Tenet-owned Arizona hospital Abrazo Maryvale Campus will close its doors for good come mid-December after a gradual scaling back of services that started in May, the system announced.
The facility will remain open and continue treating patients until Dec. 18. However, the ER will stop treating patients after the 17th, and the hospital will no longer admit patients after the first of the month.
[Also: Loyola Medicine buys Tenet's MacNeal Hospital, lays groundwork for exit from Chicago market]
"Over the past several years Abrazo Maryvale has experienced a significant decline in community demand for its services," said Frank Molinaro, market CEO of Abrazo Community Health Network. "The Abrazo Community Health Network's top priority is delivering high-quality, cost-effective care to residents of the greater Phoenix area, and we are properly allocating our resources to meet our patients' and our communities' healthcare needs."
The system said the closure should not affect access to care in the community, with four other full-service acute care hospitals within six miles. Abrazo Maryvale 's ED handles 43,000 visits each year. The remaining area hospitals hold 157 ER treatment rooms and the capacity for another 90,000 ER visits above their current volume.

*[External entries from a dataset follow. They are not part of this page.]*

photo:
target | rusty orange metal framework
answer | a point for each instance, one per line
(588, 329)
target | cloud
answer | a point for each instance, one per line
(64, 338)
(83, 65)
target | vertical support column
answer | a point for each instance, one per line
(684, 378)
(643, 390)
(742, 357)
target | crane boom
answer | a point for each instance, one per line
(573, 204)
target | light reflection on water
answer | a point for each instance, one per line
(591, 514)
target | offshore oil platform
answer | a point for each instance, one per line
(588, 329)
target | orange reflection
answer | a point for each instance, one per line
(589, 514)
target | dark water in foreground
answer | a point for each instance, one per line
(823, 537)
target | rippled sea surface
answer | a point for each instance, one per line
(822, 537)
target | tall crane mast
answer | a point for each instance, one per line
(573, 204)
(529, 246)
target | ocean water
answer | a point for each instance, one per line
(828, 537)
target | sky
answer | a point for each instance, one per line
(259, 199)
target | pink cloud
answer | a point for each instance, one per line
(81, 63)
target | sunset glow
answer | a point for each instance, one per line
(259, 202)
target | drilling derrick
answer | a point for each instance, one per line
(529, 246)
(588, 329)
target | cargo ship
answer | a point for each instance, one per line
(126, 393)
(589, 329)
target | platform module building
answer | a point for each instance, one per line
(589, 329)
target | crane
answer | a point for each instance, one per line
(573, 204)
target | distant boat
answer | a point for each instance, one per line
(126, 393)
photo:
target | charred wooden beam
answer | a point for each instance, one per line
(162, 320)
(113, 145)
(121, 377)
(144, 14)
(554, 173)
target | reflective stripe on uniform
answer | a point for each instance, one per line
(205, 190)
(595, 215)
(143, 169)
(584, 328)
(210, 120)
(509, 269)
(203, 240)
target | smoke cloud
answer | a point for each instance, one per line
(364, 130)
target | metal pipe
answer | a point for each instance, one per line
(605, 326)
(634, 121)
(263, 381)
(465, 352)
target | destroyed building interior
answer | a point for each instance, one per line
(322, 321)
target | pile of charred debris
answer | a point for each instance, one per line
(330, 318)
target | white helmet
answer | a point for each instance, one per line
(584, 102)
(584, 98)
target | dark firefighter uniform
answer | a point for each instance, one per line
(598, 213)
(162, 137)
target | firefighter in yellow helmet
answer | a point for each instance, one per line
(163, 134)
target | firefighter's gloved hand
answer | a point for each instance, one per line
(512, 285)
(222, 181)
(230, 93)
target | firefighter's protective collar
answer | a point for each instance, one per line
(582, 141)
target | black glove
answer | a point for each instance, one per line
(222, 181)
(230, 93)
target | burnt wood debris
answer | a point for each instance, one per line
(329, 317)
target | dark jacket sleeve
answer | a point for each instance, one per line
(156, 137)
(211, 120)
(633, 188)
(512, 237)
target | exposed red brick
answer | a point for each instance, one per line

[Also: Tenet to sell Philadelphia hospitals to Paladin]
A local report said the closure would affect about 300 employees, however the system said in their announcement that all those employees in good standing would have priority for open positions elsewhere in the Abrazo Community Health Network for which they are qualified.
The announcement comes little more than a week after Tenet revealed the sale of their MacNeal Hospital in Chicago to Loyola Medicine, and sources close to Tenet said it's a deal that spells the beginning of the end for the healthcare giant in the Chicago market, where they have three other hospitals they plan to sell: Weiss Memorial Hospital in Chicago, Westlake Hospital in Melrose Park and West Suburban Medical Center in Oak Park. They own no other hospitals in the market, sources said.
According to an article in the Chicago Tribune, Tenet's 2.1 percent market share as of 2015 meant they were lagging behind other big players like Advocate Health Care, Northwestern and Rush.
In 2015, MacNeal and West Suburban Hospital were profitable but Weis and Westlake were not. Their sale, then, comes as no big surprise, given that Tenet is focusing their resources on hospitals that hold the first or second highest market share in their respective areas, the Tribune said.